As I posted earlier in the month, an old fisherman convinced me to start fishing much deeper than I had been. The end results of his suggestion were over 50 LM bass caught and released.

It is a bit boring to be dragging worms on the bottom compared to winding and cranking, but my wrists appreciated the rest. Only a few bass out of this group were caught on a topwater.

Nine out of 50+ during July.


----------



## LDUBS (Aug 8, 2019)

Terrific results. You are definitely in the zone. I'm jealous. 

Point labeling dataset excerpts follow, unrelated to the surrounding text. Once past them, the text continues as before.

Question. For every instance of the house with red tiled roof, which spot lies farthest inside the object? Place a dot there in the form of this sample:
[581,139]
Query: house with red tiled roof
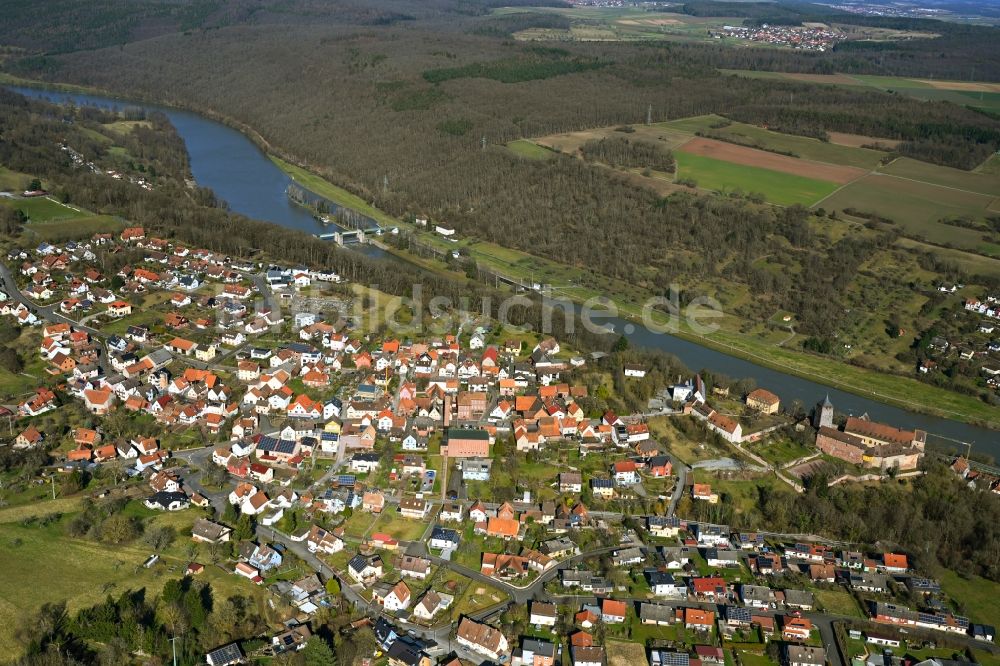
[613,611]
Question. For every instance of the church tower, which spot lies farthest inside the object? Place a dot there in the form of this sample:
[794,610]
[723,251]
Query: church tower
[823,416]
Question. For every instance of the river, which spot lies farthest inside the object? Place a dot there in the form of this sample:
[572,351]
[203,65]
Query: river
[236,169]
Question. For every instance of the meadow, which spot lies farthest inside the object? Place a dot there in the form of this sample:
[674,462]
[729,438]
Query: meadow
[917,207]
[777,187]
[82,572]
[804,147]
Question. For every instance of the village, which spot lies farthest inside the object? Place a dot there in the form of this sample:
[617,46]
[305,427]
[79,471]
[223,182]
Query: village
[434,483]
[809,37]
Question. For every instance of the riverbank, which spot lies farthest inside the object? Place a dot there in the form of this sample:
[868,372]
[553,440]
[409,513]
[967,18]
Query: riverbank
[899,391]
[794,374]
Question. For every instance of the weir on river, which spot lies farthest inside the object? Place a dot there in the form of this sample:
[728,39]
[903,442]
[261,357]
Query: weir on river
[241,174]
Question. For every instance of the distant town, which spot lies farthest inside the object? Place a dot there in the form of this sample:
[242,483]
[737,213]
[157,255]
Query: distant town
[386,469]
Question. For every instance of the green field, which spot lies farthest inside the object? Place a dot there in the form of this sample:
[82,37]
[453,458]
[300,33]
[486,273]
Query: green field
[801,146]
[44,209]
[83,572]
[980,183]
[529,150]
[977,595]
[395,525]
[580,284]
[777,187]
[917,207]
[991,166]
[12,181]
[338,195]
[837,601]
[56,231]
[970,262]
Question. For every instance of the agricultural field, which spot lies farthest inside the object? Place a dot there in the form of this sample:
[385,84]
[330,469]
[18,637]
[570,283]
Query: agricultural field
[12,181]
[83,572]
[723,156]
[777,187]
[980,183]
[985,96]
[804,147]
[918,206]
[44,209]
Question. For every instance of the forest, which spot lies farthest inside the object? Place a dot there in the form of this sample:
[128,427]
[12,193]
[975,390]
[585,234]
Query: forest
[397,114]
[32,131]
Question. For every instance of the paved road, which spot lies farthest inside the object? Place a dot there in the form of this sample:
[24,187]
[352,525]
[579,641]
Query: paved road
[49,313]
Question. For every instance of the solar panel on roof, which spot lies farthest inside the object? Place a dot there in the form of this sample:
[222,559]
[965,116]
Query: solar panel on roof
[227,654]
[674,659]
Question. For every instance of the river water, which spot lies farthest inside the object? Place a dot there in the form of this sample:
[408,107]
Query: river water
[229,163]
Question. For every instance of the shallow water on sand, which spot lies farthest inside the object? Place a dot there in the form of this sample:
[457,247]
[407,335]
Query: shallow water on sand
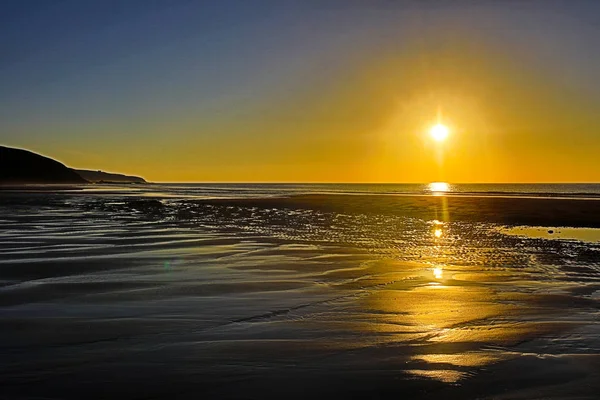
[107,295]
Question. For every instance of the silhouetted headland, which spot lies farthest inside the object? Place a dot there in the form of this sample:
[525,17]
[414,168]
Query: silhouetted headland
[19,166]
[108,177]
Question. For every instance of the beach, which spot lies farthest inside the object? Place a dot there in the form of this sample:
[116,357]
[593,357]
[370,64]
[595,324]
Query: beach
[138,294]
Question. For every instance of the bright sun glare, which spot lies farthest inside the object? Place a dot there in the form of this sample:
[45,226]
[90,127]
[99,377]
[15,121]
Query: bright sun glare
[439,132]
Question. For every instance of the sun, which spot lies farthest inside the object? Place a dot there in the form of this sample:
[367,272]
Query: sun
[439,132]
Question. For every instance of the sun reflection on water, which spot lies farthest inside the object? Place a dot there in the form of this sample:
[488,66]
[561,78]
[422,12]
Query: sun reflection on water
[439,187]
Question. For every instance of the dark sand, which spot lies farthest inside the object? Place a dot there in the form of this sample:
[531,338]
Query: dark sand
[122,296]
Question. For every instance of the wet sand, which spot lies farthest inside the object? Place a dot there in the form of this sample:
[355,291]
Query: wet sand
[106,296]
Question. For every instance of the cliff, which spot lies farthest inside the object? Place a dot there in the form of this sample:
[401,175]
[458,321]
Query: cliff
[19,166]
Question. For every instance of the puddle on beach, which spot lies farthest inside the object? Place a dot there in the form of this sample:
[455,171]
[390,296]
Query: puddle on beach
[590,235]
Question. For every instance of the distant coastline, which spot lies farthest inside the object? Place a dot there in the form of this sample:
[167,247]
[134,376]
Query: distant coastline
[24,167]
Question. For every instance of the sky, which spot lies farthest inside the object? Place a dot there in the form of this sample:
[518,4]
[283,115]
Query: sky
[306,91]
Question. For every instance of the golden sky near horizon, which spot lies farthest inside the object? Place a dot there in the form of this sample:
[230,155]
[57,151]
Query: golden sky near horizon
[358,113]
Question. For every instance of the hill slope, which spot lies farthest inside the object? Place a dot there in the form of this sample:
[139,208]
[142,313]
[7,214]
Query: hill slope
[22,166]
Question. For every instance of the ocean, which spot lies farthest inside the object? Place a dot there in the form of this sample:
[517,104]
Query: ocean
[300,290]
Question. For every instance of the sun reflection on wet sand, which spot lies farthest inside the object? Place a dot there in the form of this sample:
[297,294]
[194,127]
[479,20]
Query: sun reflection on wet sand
[451,323]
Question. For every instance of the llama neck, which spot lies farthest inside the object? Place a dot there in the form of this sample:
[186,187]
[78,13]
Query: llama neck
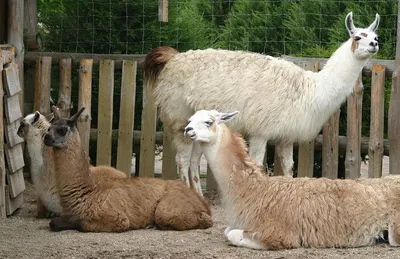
[337,79]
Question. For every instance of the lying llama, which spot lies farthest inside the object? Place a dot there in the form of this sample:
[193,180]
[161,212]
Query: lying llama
[283,212]
[120,204]
[33,128]
[277,100]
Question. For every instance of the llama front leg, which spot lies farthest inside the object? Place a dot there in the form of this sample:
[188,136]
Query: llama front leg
[285,152]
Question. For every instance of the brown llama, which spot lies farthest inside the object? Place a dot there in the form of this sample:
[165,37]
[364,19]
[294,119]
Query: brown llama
[116,205]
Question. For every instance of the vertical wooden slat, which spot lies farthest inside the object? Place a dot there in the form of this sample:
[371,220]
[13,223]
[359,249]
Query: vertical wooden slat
[394,108]
[85,100]
[306,149]
[169,170]
[3,213]
[105,112]
[354,120]
[42,85]
[126,116]
[375,152]
[148,130]
[330,147]
[64,92]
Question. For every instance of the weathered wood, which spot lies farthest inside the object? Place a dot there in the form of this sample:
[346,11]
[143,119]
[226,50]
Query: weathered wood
[330,149]
[12,108]
[12,204]
[169,169]
[377,121]
[148,128]
[3,213]
[11,80]
[394,109]
[15,157]
[105,112]
[64,91]
[85,100]
[42,85]
[15,36]
[16,183]
[126,117]
[305,166]
[163,10]
[10,131]
[30,57]
[354,120]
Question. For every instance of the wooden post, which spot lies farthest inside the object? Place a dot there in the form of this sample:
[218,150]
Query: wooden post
[15,37]
[148,129]
[64,92]
[163,10]
[306,149]
[330,148]
[377,121]
[394,108]
[354,119]
[85,100]
[105,112]
[42,85]
[126,116]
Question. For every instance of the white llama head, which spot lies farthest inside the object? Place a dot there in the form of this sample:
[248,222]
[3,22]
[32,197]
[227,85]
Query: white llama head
[364,40]
[202,125]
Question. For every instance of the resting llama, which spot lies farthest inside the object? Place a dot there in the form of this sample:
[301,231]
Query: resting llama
[33,128]
[283,212]
[277,99]
[116,205]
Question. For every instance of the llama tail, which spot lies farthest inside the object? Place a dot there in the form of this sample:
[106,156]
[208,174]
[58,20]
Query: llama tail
[155,61]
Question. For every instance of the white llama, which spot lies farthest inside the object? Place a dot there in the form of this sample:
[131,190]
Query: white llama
[277,99]
[283,212]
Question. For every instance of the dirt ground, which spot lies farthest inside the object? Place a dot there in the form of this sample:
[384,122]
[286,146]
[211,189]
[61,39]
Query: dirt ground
[24,236]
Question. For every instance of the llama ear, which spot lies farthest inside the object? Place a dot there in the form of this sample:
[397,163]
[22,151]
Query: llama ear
[56,112]
[227,116]
[374,26]
[349,23]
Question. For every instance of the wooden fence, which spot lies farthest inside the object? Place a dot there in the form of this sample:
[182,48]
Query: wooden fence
[330,142]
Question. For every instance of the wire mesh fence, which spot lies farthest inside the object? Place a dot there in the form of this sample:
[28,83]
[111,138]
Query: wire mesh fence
[308,28]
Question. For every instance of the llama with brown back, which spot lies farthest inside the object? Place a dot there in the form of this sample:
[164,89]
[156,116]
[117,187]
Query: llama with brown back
[41,160]
[282,212]
[120,204]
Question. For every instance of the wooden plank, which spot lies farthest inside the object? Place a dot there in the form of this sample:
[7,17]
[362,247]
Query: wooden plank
[12,108]
[163,10]
[11,80]
[354,120]
[126,117]
[11,133]
[85,100]
[16,183]
[105,112]
[330,149]
[64,91]
[305,166]
[169,169]
[42,85]
[394,109]
[3,213]
[12,204]
[375,153]
[148,128]
[15,158]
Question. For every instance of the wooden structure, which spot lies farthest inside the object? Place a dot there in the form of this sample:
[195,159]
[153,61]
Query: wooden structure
[12,182]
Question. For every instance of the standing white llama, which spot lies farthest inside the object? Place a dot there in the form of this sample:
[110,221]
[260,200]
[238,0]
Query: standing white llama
[277,99]
[283,212]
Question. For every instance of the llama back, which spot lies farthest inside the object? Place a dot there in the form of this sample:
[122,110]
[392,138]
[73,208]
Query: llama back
[234,80]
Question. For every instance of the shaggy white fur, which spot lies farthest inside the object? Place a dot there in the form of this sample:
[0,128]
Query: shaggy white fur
[277,99]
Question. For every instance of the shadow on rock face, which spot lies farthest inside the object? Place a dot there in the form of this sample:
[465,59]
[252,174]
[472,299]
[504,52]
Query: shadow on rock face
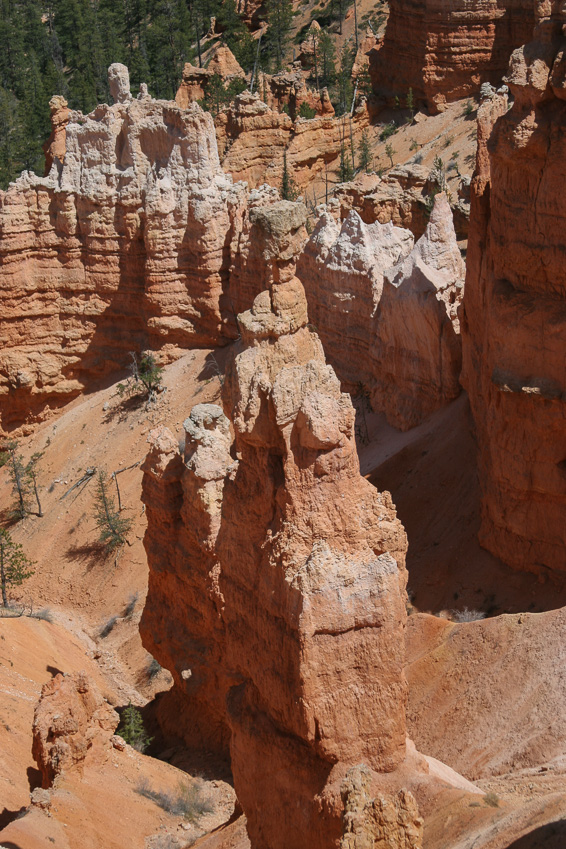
[549,836]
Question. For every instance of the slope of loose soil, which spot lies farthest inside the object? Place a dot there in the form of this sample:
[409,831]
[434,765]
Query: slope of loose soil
[83,587]
[102,807]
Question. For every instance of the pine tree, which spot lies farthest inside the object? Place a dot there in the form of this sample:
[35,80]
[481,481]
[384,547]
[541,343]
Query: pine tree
[113,527]
[289,189]
[15,567]
[131,729]
[326,59]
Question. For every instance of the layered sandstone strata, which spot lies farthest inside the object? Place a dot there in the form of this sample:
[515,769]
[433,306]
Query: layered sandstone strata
[396,306]
[448,49]
[289,89]
[283,574]
[70,718]
[515,305]
[253,138]
[122,246]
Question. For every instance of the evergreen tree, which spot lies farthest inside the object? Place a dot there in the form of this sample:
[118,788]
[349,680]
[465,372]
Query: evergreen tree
[346,172]
[132,730]
[15,567]
[326,59]
[345,87]
[112,526]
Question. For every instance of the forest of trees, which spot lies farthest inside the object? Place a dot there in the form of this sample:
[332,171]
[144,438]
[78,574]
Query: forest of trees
[65,47]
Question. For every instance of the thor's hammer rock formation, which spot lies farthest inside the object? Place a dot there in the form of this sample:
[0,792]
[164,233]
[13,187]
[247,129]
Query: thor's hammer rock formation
[124,245]
[282,571]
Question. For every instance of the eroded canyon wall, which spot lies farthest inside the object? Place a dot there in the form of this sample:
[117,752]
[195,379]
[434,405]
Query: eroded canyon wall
[280,568]
[448,49]
[387,309]
[515,305]
[123,245]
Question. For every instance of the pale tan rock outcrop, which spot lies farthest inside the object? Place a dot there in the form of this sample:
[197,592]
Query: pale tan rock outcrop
[447,49]
[514,326]
[123,246]
[252,139]
[399,196]
[396,307]
[70,718]
[307,563]
[289,88]
[382,822]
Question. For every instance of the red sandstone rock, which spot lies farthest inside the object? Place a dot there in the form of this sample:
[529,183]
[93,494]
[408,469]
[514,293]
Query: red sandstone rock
[70,717]
[299,561]
[252,139]
[122,247]
[396,306]
[515,327]
[447,50]
[55,146]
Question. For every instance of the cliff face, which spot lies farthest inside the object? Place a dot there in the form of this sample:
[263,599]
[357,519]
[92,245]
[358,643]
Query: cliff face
[396,304]
[280,567]
[124,245]
[448,49]
[515,306]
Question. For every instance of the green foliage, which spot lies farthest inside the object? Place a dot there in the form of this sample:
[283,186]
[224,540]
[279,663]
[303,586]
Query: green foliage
[469,109]
[190,801]
[306,111]
[235,34]
[113,527]
[410,101]
[289,190]
[326,59]
[218,94]
[24,479]
[131,729]
[344,80]
[15,567]
[346,172]
[364,152]
[145,377]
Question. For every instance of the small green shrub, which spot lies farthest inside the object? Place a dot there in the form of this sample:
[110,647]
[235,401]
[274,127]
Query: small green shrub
[491,799]
[388,131]
[132,730]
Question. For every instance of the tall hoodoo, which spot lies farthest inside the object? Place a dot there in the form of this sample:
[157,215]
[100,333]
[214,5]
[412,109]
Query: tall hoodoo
[305,571]
[396,304]
[123,245]
[515,304]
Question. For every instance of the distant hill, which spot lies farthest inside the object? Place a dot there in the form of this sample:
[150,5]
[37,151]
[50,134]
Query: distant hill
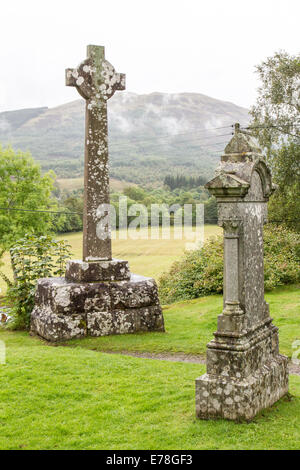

I've been held up from getting out due to contractors being in the house. I was hoping for tomorrow, but this morning I was told the painting contractor would probably need to come back in the morning. So maybe Monday!


----------



## richg99 (Aug 8, 2019)

Doesn't the painter know that you want to go fishing? Can't he work at night and get done so you can do your thing? Some people have no appreciation for the necessities of life.

Ha Ha Thanks.


----------



## Captain Ahab (Sep 18, 2019)

richg99 said:


> Doesn't the painter know that you want to go fishing? Can't he work at night and get done so you can do your thing? Some people have no appreciation for the necessities of life.
> 
> Ha Ha Thanks.


Fish at night duh


Great job on the lmb


----------



## LDUBS (Sep 19, 2019)

Captain Ahab said:


> richg99 said:
> 
> 
> > Doesn't the painter know that you want to go fishing? Can't he work at night and get done so you can do your thing? Some people have no appreciation for the necessities of life.
> ...



Can't -- I go golfing at night. Saves on green fees. :LOL2:


----------